Learning Transferrable Knowledge for Semantic Segmentation with Deep Convolutional Neural Network
This addresses the problem of reducing annotation costs for semantic segmentation in computer vision, though it is incremental as it builds on existing weakly-supervised methods.
The paper tackles weakly-supervised semantic segmentation by transferring segmentation knowledge from auxiliary categories with full annotations to images with only image-level labels, achieving substantially improved performance on the PASCAL VOC 2012 dataset using annotations from 60 exclusive categories in Microsoft COCO.

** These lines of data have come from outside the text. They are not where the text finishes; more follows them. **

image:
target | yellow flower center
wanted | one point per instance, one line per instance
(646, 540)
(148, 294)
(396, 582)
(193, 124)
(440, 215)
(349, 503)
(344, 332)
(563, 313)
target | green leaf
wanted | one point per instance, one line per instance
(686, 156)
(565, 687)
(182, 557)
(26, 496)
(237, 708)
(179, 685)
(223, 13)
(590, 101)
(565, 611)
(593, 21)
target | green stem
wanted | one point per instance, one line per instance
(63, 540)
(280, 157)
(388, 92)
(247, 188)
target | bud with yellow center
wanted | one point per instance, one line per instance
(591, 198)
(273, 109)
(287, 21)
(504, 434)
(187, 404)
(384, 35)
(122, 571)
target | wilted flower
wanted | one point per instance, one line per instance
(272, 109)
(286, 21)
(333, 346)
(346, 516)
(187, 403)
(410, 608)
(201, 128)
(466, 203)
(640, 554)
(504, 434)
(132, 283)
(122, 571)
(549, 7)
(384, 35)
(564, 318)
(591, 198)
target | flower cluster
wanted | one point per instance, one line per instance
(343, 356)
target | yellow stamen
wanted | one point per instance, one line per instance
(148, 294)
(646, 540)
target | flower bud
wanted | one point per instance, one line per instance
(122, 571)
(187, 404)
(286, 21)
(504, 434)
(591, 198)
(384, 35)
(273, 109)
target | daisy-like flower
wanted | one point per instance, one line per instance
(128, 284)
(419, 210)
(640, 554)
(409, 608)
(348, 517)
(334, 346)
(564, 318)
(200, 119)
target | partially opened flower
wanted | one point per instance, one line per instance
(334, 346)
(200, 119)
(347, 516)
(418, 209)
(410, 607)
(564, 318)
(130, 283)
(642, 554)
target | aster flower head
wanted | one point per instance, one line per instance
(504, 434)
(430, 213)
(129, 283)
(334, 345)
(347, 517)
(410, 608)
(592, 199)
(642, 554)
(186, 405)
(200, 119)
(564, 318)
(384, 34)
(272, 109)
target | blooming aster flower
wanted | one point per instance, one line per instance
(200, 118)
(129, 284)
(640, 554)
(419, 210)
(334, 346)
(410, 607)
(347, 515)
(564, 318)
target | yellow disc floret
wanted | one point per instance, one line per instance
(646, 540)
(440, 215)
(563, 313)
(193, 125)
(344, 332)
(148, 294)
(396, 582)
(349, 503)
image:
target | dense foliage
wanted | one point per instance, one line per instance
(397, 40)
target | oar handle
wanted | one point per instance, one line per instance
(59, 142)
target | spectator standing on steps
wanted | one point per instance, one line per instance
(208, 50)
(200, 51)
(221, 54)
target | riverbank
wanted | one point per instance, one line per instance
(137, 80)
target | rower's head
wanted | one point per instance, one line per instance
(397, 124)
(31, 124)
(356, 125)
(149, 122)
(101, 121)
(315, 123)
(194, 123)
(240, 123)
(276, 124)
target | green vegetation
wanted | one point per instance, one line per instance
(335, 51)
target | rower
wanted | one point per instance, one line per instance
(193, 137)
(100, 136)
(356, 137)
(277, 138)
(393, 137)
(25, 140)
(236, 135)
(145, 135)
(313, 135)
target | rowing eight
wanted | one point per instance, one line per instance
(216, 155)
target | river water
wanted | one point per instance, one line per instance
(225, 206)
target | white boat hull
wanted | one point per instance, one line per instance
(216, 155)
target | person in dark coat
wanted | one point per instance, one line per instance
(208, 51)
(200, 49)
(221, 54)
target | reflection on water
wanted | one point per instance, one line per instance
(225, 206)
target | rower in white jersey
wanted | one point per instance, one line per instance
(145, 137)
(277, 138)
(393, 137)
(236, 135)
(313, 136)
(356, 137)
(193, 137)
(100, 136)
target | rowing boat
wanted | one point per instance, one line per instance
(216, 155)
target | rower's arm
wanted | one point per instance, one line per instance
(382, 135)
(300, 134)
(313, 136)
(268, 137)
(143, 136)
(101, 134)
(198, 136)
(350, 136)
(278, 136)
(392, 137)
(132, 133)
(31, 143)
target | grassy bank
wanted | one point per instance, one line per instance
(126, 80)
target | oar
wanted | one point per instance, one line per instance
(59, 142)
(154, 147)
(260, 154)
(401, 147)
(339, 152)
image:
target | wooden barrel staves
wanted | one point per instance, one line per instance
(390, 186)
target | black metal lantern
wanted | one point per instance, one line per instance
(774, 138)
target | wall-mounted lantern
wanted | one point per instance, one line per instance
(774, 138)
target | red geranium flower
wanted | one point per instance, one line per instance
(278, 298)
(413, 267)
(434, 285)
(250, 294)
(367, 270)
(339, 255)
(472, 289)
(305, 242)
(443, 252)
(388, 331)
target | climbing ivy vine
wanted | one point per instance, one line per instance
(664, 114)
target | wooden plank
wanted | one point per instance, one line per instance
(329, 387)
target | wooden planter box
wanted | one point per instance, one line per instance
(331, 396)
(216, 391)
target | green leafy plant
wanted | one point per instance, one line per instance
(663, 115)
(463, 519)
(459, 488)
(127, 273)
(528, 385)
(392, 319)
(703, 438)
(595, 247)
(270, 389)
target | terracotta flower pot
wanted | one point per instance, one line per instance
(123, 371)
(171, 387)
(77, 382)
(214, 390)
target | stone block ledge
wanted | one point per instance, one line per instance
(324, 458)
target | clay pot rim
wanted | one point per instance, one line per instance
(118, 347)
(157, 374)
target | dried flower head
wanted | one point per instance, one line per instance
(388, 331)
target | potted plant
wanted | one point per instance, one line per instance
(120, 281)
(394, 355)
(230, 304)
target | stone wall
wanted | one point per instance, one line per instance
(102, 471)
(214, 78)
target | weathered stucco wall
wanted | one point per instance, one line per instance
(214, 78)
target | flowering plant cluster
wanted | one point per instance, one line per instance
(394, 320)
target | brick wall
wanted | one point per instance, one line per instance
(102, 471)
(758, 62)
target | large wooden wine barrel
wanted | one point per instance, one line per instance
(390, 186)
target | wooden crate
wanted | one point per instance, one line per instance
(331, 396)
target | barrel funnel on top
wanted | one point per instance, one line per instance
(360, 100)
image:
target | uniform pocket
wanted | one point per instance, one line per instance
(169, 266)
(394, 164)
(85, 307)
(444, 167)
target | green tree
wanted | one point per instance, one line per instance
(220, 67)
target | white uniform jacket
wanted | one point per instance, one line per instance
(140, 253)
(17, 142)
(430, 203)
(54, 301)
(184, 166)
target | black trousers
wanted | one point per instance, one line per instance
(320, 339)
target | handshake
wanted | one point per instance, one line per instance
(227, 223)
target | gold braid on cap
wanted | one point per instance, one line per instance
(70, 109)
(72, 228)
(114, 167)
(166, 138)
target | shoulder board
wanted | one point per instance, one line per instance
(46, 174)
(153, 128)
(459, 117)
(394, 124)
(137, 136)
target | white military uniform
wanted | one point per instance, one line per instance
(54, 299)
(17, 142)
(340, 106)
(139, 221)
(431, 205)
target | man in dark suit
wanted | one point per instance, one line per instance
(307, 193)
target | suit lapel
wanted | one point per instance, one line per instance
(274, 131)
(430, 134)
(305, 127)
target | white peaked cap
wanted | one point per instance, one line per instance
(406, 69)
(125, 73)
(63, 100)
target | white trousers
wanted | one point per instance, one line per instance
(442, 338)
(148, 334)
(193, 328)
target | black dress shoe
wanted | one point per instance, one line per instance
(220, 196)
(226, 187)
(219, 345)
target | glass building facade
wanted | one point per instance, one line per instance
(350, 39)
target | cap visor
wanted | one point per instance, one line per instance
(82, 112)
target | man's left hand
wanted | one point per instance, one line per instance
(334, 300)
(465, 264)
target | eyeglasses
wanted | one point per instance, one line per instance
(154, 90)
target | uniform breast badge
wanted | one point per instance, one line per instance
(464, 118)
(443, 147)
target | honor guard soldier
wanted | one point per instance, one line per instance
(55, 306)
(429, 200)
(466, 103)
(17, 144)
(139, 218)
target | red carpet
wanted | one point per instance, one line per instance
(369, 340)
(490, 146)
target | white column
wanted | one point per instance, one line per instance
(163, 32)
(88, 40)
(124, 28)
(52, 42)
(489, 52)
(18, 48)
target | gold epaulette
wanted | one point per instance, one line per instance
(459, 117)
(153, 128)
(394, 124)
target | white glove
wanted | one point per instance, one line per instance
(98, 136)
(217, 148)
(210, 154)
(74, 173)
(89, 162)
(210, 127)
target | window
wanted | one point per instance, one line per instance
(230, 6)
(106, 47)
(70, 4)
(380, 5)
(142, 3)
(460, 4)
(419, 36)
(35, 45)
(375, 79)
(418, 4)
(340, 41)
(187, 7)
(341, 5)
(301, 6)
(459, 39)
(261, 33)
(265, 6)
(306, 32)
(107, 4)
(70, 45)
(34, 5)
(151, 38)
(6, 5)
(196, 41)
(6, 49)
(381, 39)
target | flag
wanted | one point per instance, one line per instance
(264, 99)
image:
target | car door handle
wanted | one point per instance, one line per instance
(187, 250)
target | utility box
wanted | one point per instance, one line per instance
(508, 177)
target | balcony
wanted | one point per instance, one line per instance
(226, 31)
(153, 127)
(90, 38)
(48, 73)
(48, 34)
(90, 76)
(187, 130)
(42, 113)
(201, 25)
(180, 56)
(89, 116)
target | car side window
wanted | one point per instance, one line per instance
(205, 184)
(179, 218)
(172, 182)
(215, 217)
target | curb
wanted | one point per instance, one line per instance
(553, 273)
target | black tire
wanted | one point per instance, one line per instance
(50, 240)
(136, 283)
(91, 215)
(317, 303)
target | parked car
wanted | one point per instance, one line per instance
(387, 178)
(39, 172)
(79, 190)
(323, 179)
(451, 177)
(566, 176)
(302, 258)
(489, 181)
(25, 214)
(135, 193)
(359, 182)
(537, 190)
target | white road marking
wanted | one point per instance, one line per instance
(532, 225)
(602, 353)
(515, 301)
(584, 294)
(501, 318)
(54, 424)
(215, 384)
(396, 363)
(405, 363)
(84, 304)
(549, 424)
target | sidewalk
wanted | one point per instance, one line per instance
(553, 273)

We propose a novel weakly-supervised semantic segmentation algorithm based on Deep Convolutional Neural Network (DCNN). Contrary to existing weakly-supervised approaches, our algorithm exploits auxiliary segmentation annotations available for different categories to guide segmentations on images with only image-level class labels. To make the segmentation knowledge transferrable across categories, we design a decoupled encoder-decoder architecture with attention model. In this architecture, the model generates spatial highlights of each category presented in an image using an attention model, and subsequently generates foreground segmentation for each highlighted region using decoder. Combining attention model, we show that the decoder trained with segmentation annotations in different categories can boost the performance of weakly-supervised semantic segmentation. The proposed algorithm demonstrates substantially improved performance compared to the state-of-the-art weakly-supervised techniques in challenging PASCAL VOC 2012 dataset when our model is trained with the annotations in 60 exclusive categories in Microsoft COCO dataset.